According to Patel and other experts, we’re entering an epoch dubbed the Anthropocene, where many endangered species will be lost to extinction in our lifetime, and “form a line in the rocks of the future,” reports the Independent. Many species like the black rhinoceros and the Yangtze river dolphin, have been declared extinct in the wild in recent years.

“The footprint of global agriculture is vast.
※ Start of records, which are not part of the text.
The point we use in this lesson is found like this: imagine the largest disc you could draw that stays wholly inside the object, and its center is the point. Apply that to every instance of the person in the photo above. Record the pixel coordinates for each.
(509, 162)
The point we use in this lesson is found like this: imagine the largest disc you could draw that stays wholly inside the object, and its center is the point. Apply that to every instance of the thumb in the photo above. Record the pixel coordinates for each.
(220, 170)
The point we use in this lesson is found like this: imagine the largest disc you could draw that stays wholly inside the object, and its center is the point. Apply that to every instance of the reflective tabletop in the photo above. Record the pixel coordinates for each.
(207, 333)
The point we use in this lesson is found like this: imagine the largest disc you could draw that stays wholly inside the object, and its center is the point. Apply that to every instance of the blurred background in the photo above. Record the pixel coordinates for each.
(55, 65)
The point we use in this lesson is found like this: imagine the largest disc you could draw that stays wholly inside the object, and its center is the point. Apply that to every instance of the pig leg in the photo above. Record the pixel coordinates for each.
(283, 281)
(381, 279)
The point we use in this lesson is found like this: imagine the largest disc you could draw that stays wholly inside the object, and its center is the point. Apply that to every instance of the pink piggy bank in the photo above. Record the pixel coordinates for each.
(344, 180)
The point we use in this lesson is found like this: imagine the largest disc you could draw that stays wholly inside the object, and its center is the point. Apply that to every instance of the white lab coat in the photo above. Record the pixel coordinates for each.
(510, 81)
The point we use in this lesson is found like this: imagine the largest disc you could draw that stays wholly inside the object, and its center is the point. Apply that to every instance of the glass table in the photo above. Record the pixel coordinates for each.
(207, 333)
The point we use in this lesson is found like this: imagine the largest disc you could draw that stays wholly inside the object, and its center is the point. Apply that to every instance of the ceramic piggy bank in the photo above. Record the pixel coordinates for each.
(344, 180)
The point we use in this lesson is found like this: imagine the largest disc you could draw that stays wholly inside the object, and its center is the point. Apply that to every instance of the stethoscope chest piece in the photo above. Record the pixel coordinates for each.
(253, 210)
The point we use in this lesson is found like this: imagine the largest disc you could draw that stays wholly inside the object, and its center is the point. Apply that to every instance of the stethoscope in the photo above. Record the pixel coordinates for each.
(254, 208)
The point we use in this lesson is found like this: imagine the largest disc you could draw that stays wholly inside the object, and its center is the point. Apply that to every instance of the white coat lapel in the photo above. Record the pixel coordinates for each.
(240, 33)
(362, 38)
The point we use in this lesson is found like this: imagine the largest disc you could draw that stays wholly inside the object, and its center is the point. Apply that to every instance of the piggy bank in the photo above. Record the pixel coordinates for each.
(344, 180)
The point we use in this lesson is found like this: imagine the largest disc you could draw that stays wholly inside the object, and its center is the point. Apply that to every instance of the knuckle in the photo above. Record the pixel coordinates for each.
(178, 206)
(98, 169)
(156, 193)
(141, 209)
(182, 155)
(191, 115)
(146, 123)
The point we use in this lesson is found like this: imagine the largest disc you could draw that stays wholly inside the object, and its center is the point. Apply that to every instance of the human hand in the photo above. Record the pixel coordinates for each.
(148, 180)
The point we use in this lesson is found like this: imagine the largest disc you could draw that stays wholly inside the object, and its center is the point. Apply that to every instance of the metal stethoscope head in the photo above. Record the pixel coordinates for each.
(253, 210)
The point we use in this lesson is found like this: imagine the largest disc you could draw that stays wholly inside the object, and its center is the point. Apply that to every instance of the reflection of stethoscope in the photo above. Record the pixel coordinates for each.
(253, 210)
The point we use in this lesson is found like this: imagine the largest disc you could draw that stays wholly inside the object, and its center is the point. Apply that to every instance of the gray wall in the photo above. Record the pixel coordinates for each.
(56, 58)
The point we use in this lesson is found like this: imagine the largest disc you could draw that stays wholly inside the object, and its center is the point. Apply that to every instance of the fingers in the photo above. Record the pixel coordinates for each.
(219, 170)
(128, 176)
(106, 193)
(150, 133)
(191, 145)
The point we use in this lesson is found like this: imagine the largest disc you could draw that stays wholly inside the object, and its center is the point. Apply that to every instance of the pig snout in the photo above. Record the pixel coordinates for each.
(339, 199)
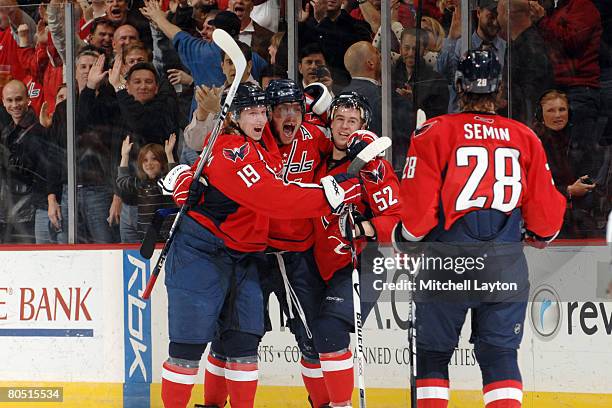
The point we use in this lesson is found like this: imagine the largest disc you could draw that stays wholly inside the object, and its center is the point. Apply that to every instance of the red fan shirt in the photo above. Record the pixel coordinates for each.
(380, 200)
(300, 159)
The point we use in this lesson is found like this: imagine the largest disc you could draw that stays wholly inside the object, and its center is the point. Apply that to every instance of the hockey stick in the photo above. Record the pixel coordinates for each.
(369, 153)
(357, 315)
(152, 235)
(229, 46)
(412, 334)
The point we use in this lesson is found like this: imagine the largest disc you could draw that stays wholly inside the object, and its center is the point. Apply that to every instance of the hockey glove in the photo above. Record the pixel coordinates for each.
(340, 190)
(350, 224)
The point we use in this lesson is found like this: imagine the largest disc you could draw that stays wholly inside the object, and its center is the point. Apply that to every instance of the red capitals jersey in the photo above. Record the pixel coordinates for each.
(244, 192)
(300, 159)
(380, 199)
(472, 161)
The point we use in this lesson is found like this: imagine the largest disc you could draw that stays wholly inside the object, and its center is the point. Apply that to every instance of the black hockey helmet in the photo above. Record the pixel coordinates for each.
(479, 72)
(352, 100)
(283, 91)
(248, 95)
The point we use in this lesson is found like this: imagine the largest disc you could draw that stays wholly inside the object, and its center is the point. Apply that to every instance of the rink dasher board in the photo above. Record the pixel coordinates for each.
(74, 317)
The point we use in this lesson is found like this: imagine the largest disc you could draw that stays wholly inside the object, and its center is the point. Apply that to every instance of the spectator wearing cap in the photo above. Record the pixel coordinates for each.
(251, 33)
(486, 35)
(415, 86)
(209, 100)
(572, 31)
(270, 73)
(311, 62)
(95, 202)
(362, 60)
(335, 31)
(124, 35)
(530, 72)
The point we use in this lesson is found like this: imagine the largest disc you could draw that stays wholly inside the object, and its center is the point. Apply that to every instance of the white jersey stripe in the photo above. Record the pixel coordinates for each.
(502, 394)
(433, 393)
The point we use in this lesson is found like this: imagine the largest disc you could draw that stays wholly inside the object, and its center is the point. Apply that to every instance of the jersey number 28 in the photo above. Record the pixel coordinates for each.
(504, 179)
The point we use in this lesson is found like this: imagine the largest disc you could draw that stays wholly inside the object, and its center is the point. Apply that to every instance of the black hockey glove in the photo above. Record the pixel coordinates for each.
(196, 191)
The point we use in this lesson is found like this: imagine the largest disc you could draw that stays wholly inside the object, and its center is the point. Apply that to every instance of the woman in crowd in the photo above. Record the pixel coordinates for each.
(551, 124)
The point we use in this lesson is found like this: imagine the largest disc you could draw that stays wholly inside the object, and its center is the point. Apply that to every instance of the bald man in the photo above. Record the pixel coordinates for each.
(23, 169)
(362, 61)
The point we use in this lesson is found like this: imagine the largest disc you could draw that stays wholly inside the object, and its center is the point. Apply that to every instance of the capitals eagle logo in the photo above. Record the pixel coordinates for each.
(236, 153)
(375, 176)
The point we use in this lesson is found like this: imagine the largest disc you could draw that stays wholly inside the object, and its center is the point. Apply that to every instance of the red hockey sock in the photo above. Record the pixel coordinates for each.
(339, 377)
(215, 389)
(432, 393)
(241, 380)
(177, 383)
(314, 382)
(503, 394)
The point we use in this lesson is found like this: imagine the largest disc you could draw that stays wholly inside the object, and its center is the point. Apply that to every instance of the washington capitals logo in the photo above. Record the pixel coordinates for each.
(236, 153)
(375, 176)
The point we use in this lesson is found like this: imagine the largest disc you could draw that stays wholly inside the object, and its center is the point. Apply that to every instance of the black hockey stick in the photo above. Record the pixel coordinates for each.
(229, 46)
(412, 333)
(366, 155)
(152, 235)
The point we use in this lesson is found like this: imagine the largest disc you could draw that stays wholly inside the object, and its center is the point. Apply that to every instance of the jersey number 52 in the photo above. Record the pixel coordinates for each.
(506, 179)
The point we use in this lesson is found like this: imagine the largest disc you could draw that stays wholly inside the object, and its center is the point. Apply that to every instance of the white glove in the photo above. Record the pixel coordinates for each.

Industrial agriculture is absolutely responsible for driving deforestation, absolutely responsible for pushing industrial monoculture, and that means it is responsible for species loss,” Patel told the Independent.

“We’re losing species we have never heard of, those we’ve yet to put a name to and industrial agriculture is very much at the spear-tip of that.”

Patel is set to speak at the Extinction and Livestock Conference being held in London in October, an event organized by Compassion in World Farming and WWF (World Wildlife Fund).

Organic Authority recently reported on a massive “dead zone” in the Gulf of Mexico the size of New Jersey, resulting from toxic algal blooms that form as a result of enormous amounts of animal manure and agricultural chemicals that are seeping into the waterways.

“That dead zone isn’t an accident,” Patel said. “It’s a requirement of industrial agriculture to get rid of the sh*t and the run-off elsewhere because you cannot make industrial agriculture workable unless you kick the costs somewhere else.”

Patel says industrial agriculture is “all about” the externalization of costs and the exploitation of natural resources.

Switching to a plant-based diet is a significant step in reducing one's impact on the environment, but it’s not a cure-all, says Patel. “If you are vegetarian and you walk around with your halo of virtue but you are eating tofu that comes from Brazilian soy, then you’re just as complicit in all of this as if you are eating the beef fed on Brazilian soy.”

Patel says humanity needs to take bigger steps – some of them backwards to times when common land and less excess was the norm. “The idea of a commons that is managed collectively and the way in which nature is managed well and sustainably, that’s a memory that needs to be recuperated.”

He says material wealth and diets heavy in animal products are so unsustainable that they need to become bad habits of the past. “Re-imagining a world with less stuff but more joy is probably the way forward.”